La Fondation agit ainsi comme un mécanisme financier central, réduisant la dépendance du système vis-à-vis de l’aide traditionnelle des donateurs.

L’objectif principal de ce projet est d’améliorer la durabilité du système d’aires protégées de Madagascar (visant 6 millions d’hectares en 2012) en fournissant une source de revenus régulière et prévisible sur le long terme. Ces revenus sont destinés à couvrir une partie des coûts récurrents de gestion du système, tels que la surveillance et le contrôle au quotidien.

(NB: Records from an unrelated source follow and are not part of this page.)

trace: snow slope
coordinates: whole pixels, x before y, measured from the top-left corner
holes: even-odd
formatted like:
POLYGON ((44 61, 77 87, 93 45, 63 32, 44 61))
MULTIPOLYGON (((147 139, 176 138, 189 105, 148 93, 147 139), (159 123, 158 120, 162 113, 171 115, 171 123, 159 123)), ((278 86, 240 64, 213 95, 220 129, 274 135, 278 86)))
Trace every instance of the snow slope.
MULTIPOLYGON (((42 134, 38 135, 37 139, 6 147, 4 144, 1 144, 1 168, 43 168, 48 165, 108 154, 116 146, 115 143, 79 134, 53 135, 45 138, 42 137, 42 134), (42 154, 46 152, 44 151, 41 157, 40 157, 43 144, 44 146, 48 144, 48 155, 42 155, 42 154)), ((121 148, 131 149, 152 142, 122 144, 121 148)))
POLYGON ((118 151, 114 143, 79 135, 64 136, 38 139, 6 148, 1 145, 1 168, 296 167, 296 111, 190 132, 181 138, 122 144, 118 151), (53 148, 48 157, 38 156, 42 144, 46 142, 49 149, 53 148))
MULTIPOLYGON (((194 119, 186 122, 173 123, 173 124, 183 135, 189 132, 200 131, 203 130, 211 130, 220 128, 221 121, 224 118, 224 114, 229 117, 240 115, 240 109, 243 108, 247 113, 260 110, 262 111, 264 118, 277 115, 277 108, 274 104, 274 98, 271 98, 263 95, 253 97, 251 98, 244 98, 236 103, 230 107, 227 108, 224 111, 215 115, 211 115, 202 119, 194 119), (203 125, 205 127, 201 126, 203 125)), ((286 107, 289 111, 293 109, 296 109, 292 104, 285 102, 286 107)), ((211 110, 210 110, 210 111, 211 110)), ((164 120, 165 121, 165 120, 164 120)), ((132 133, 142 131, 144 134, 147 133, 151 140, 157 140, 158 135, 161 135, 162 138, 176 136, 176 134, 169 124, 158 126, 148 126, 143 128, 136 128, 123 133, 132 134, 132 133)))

De manière plus spécifique, le projet poursuit les objectifs suivants :

  • Capitalisation du fonds de dotation : Contribuer à hauteur de 10 millions de dollars au capital de la Fondation pour les Aires Protégées et la Biodiversité de Madagascar (FAPBM) afin d’aider à atteindre l’objectif de 50 millions de dollars d’ici 2012. Ce capital devrait générer environ 3 millions de dollars par an pour la conservation.
  • Gouvernance et transparence : Assurer que la gouvernance de la Fondation soit conforme aux normes internationales, avec des règles claires et transparentes pour la gestion et la supervision des fonds.
  • Réduction de la dépendance : Diminuer la dépendance du système national vis-à-vis de l’aide traditionnelle des donateurs grâce à ce mécanisme de financement pérenne.
  • Préservation de la biodiversité : Sécuriser les investissements passés du Fonds pour l’Environnement Mondial (GEF) dans la protection de la biodiversité unique de l’île.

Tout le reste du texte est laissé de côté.